Tuesday 20 January 2015

The government is asking people to send in their views on the things they would like to see included in this year's Budget.

This is an opportunity for limited company contractors, sole traders and umbrella company contractors to weigh in with aspects of regulation or public finance that they would like to see changed.

The Budget is due on Wednesday March 18th and will be the last one delivered by the current government prior to the election.

In terms of ideas, the government says that it "encourages open and transparent policy-making" and that it is open to original and innovative ideas. Any that are sent in will be considered by HM Treasury as part of its process for creating policies.

To send in representations, respondents are asked to fill in a short survey. Alternatively, they can send a file attachment by email to with a file limit of five megabytes. Should it not be possible to send in a representation by survey or email, they can be sent in by post.

Any submissions should be sent to the Treasury by Friday February 13th at the latest so that they can be given full consideration ahead of the Budget.

To help people with their submissions for the Budget, the Treasury has posted guidance on the subject.

This covers areas like what a Budget representation is, what needs to be included in a representation, what happens after a form has been submitted, details on data protection and freedom of information and a freedom of information contact.

The guidance states that representations can be sent in from individuals, interest groups and representative bodies. They must include a name, telephone number and details of any organisation that the person is representing.

A representation should include policy suggestions as well as the rationale, costs, benefits and how easy it would be to deliver the proposals. These proposals should be evidence based and include a clear argument on how they would contribute well to the Budget.

The guidance includes a number of areas that could be considered by people sending in a representation.
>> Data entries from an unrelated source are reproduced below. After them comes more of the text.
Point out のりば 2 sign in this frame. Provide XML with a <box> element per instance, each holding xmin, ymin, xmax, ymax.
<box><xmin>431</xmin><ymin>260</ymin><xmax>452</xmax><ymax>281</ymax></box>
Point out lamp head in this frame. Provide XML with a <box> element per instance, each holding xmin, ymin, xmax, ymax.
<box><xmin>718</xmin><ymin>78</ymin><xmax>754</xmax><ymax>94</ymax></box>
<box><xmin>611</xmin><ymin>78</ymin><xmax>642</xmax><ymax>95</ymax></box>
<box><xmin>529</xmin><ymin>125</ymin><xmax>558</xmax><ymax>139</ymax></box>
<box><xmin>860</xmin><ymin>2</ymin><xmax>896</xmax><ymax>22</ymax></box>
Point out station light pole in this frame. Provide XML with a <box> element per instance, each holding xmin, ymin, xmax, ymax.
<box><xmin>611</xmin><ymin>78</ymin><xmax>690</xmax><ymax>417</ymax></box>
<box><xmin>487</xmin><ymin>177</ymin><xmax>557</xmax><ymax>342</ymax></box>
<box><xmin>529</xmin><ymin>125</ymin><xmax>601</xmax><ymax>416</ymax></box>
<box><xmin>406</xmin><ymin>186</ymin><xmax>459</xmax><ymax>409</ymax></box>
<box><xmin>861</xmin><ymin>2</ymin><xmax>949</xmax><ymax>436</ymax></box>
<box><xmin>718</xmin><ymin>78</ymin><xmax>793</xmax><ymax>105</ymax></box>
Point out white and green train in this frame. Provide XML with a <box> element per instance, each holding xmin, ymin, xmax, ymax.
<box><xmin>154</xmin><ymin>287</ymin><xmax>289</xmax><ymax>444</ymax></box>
These are the likely effectiveness and value for money, any kind of revenue implications that the Exchequer might face and the wider macroeconomic implications of a proposal.

That last point concerns how a proposal would affect economic stability and growth. Among the areas that representations are encouraged to consider include the impacts on particular sectors, the impacts that may be had on distribution, any administrative and compliance costs and issues, any requirements to do with legislation and operation and also the environmental impact.

The Treasury does add, however, that it will not consider representations that it is not practical to implement or ones that are outside of its legal obligations. For example, representations cannot compromise State aid, human rights or diversity.

Additionally, the Treasury says that it will delete representations that are found to be inappropriate or offensive.